Au Maroc, cette idée des murshidat a démarré après les attentats terroristes de Casablanca en mai 2003, qui firent 45 morts et des dizaines de blessés. A partir de cet événement déclencheur, le gouvernement s’est décidé à réformer les affaires religieuses et la structure de la hiérarchie dans les mosquées.

Ce sont ces trois pays, où la hiérarchie cléricale est soumise à l’autorité d’un ministère ou d’une direction des affaires religieuses, qui nomment désormais des imams femmes. Elles sont toutes munies de diplômes universitaires. Elles maîtrisent l’arabe classique et ont une connaissance approfondie du Coran, des hadith (dits du Prophète Mahomet) et de la jurisprudence islamique.

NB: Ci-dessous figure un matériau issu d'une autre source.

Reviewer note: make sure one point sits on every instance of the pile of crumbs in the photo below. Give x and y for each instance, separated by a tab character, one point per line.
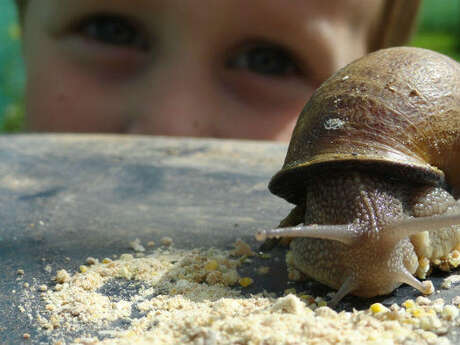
190	297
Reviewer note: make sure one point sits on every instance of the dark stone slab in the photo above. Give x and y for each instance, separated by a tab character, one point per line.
72	196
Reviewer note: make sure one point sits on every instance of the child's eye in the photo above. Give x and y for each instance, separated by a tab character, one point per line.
265	59
112	30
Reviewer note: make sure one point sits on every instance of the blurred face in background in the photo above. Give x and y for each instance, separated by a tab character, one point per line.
225	69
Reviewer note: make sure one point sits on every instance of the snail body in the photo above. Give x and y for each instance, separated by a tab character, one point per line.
374	160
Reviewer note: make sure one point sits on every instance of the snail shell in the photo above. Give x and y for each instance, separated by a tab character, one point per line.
375	159
395	111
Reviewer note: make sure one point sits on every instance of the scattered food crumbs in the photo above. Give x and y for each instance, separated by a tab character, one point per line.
137	246
429	287
188	297
242	249
263	270
166	241
456	300
246	281
447	282
91	261
62	276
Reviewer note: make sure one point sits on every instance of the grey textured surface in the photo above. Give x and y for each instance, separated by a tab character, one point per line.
74	196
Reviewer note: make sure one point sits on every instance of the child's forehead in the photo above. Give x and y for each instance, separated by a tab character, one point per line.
295	10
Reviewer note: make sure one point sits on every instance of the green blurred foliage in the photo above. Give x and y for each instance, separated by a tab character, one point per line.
438	29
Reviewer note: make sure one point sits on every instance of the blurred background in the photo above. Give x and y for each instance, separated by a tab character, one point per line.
438	29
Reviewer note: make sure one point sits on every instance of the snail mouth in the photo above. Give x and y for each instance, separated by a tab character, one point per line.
291	182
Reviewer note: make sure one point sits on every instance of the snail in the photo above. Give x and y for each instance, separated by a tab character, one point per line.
373	167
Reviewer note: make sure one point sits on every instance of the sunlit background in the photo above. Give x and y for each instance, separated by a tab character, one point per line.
438	29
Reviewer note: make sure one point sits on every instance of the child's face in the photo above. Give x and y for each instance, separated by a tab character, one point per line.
226	68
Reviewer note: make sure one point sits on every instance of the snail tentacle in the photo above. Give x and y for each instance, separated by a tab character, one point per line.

La décision d’intégrer des femmes dans l’ordre ecclésiastique témoigne d’un tournant radical dans l’organisation du clergé. On y voit une tentative de libéralisation et de modernisation du fait religieux, voire de modernisation et de démocratisation de ces pays en général. Ces gouvernements sont persuadés que les murshidat pourront participer à l’émancipation et à la reconnaissance des droits civils et juridiques des femmes et à leur participation active dans la vie publique.

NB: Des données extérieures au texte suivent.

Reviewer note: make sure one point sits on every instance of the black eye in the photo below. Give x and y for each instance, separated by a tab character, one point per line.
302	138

La formation des guides spirituelles, qui font la catéchèse, conduisent la prière et remplissent les fonctions de l’imam dans la partie de la mosquée réservée aux femmes, constitue un événement fondateur dans les pays concernés et un exemple de première grandeur pour les autres pays de la région.

Les femmes qui recherchent un conseil sont souvent des mères qui s’interrogent sur leurs rapports avec leurs enfants, ou encore des épouses qui désirent savoir comment faire partie d’un couple sans contrevenir aux préceptes du Coran. D’autres jeunes femmes consultent la murshidat lorsqu’elles hésitent à porter le hijab, ou lorsqu’elles veulent savoir comment faire leurs ablutions selon le rite.

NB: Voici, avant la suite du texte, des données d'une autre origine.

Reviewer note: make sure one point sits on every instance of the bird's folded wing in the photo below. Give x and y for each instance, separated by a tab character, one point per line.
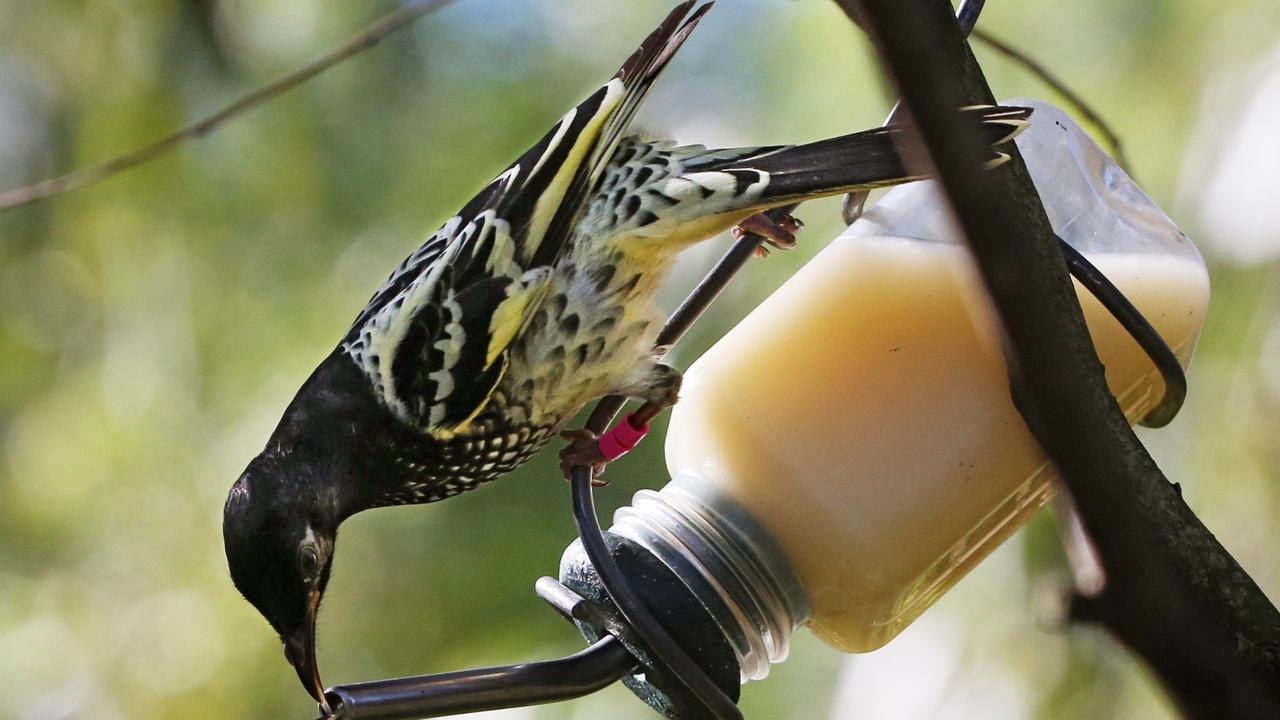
434	337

De fait, les murshidat travaillent surtout auprès des femmes et des enfants des quartiers pauvres, où les agents recruteurs extrémistes trouvent traditionnellement un terrain fertile. Remplissant les fonctions de conseillères spirituelles et sociales, elles partent du principe qu’une société saine commence d’abord à la maison, ce qui renforce d’autant la cohésion de la communauté et refrène les tendances extrémistes.

Auprès des enseignantes, les murshidat assurent un soutien moral et leurs montrent comment éloigner les jeunes des tentations extrémistes par un dialogue franc et ouvert, en les encourageant à contester les idées extrémistes et à endosser la pleine responsabilité de leurs actes. Elles rappellent les écoles à leur devoir de former les jeunes à une analyse critique des messages véhiculés par les médias et de leur interdire tout accès à des contenus illégaux ou déplacés.

Dans son ensemble, la société marocaine soutient cette mesure. Elle y voit une démarche réelle vers la tolérance et l’égalité des sexes.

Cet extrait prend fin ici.